El problema viene cuando Spartacus abusa, por puro morbo, de lo que un espectador medio piensa que es el día a día de la Roma antigua. No es, pues, un entretenimiento inocente. En el imaginario colectivo de nuestro pasado, la narrativa juega un papel esencial. No debería, y no es justo, pero es lo que hay. Lamentablemente, mucha gente cree aprender Historia por leer novela histórica. A su vez, en algún momento del proceso de eso que llamamos ‘ambientación’ se requiere un esfuerzo de transcripción al código actual, y es un tema peliagudo (¿cómo representar a un personaje que respondía a un canon de belleza del pasado, ahora obsoleto?). Y eso que la ficción histórica trasmite más pulsiones de la época en la que está hecha que de la que, supuestamente, trata de recrear. En todo caso, la sociedad romana precristiana no estaba sumida en el desenfreno sexual (las bacanales eran, en sí mismas, una transgresión, que no se pueden sacar de su contexto, en absoluto común), aunque algunos coetáneos de la República tardía se encargaron de subrayar la degradación en la moral tradicional romana (mos maiorum) achacada a la mala influencia griega. Pusieron en marcha, en efecto, una imaginería erótica presente en todo tipo de objetos cotidianos, considerada de buen gusto como decoración en según qué entornos aristocráticos, aun con matices (confróntense las pinturas parietales provincianas de Pompeya con las de la Villa Farnesina de Roma, atribuida a la hija de Augusto).
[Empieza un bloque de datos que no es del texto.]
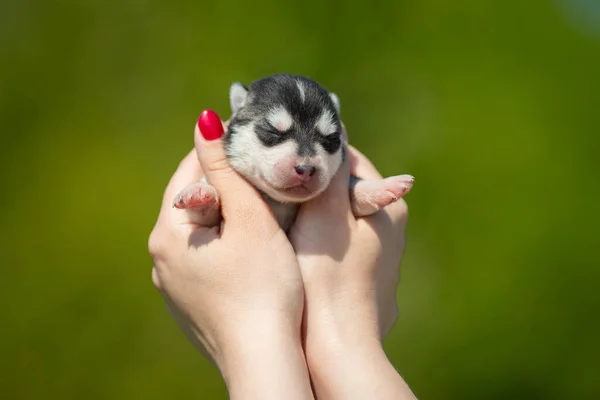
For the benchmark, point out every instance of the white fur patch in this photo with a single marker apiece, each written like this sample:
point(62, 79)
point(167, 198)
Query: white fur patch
point(325, 124)
point(280, 118)
point(301, 88)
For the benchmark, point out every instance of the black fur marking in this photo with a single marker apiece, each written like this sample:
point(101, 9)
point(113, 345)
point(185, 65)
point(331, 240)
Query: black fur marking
point(282, 89)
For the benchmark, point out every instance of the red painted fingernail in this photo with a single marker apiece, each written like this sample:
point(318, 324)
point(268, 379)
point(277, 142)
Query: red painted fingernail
point(210, 125)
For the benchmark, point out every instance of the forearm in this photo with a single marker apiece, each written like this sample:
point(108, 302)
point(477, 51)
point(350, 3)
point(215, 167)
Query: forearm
point(266, 364)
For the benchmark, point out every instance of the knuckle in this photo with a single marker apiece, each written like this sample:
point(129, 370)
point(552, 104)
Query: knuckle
point(156, 279)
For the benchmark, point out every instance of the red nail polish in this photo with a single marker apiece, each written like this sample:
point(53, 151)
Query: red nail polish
point(210, 125)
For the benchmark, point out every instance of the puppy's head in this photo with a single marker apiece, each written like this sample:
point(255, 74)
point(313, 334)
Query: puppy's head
point(285, 136)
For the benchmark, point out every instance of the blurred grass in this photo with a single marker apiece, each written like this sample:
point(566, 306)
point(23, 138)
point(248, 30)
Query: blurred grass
point(493, 106)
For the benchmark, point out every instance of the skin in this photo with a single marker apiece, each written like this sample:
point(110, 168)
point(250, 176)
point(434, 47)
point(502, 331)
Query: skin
point(318, 310)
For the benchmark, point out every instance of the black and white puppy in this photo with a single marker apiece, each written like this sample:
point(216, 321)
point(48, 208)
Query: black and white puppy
point(285, 137)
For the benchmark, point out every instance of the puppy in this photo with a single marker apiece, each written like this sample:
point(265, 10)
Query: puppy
point(285, 137)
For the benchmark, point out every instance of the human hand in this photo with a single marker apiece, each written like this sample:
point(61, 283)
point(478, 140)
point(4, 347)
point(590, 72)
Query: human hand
point(235, 289)
point(350, 272)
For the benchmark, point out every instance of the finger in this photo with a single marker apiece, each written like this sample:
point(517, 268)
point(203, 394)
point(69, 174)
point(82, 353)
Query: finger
point(237, 195)
point(189, 171)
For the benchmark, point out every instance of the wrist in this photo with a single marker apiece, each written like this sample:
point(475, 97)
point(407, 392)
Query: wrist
point(264, 359)
point(352, 364)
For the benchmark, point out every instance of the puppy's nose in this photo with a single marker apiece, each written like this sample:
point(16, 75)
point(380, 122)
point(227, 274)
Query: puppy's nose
point(305, 171)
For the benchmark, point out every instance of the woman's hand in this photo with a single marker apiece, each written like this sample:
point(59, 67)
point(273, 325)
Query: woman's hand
point(234, 289)
point(350, 272)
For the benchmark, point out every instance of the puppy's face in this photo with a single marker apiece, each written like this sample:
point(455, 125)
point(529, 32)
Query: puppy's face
point(285, 136)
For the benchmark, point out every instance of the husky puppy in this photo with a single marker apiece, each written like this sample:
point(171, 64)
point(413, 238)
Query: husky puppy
point(285, 137)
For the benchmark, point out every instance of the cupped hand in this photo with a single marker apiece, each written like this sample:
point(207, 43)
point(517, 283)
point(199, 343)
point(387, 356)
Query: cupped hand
point(350, 270)
point(234, 289)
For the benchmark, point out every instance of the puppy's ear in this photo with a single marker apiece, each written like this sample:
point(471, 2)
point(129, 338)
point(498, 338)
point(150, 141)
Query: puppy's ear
point(237, 96)
point(336, 101)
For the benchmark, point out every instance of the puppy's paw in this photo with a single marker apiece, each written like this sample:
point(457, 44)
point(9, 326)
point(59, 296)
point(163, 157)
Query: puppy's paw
point(369, 196)
point(197, 196)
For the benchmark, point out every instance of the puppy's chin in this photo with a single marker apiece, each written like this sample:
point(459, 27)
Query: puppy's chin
point(295, 194)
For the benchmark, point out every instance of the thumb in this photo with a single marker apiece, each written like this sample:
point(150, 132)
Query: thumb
point(234, 191)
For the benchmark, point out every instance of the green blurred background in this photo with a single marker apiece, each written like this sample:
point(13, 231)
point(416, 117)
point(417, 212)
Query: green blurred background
point(493, 105)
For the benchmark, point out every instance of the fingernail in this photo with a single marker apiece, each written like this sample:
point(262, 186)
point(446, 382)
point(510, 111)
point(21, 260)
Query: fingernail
point(210, 125)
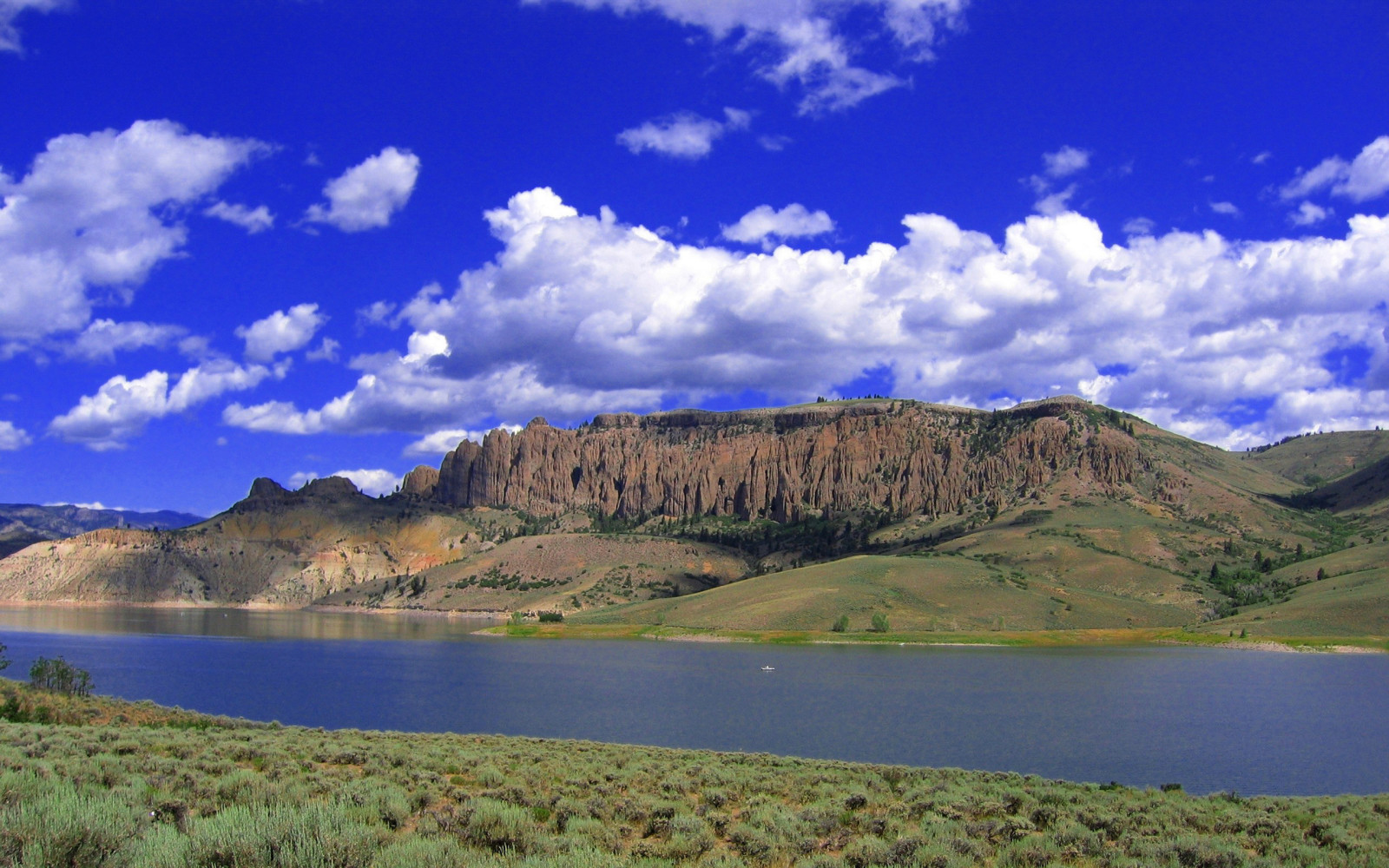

Sin embargo, estaba todo muy regulado y normalizado, solo que fundamentado más en cuestiones sociales que morales. Las leyes de decoro pivotaban en torno al status (como las relaciones homoeróticas). Los romanos, eso sí, no se avergonzaban de su propia corporeidad ni la consideraban fuente de ‘pecado’. Esto último es un concepto postclásico.

Roma

En el otro extremo de la balanza encontramos la miniserie Roma (2005-2007), que no le hizo ascos al sexo como aliciente (¿o ambientación?), aunque en mucha menor medida. Pero da exactamente igual, porque detrás de ello hay un proyecto magistral. La galería de personajes es brillante, sin importar las licencias en pro de su efectividad, y el esfuerzo en el diseño de producción es ejemplar. Tal es así que su segunda (e inferior) temporada, se explica, en parte, por el afán de amortizar los excelentes decorados levantados en Cinecittà. El trágico (en términos clásicos) final de la primera sesión, no podía ser más acertado, como el colocar el peso de la trama sobre Voreno y Pullo, la pareja de soldados que, sumados, desprenden muchísima información sobre la plebe romana, su idiosincrasia y aspiraciones. Me encanta la caracterización del Octavio adolescente (del que, por otro lado, no tenemos ni idea de cómo fue en realidad). En la historia de la TV solo se dio un caso que alcanzase cotas tan excelsas en estas lides: Yo, Claudio (1976), esa exquisitez de la BBC basada en las novelas de Robert Graves. Así y todo, lo que menos me importa (de estos o de cualquier producto de ficción) es su rigor histórico, y, cuidado, que esto no contradice en nada todo lo dicho. Pese a lo cual, recomiendo Roma tanto como espectador como historiador; Spartacus. Sangre y arena, ni siquiera como lo primero.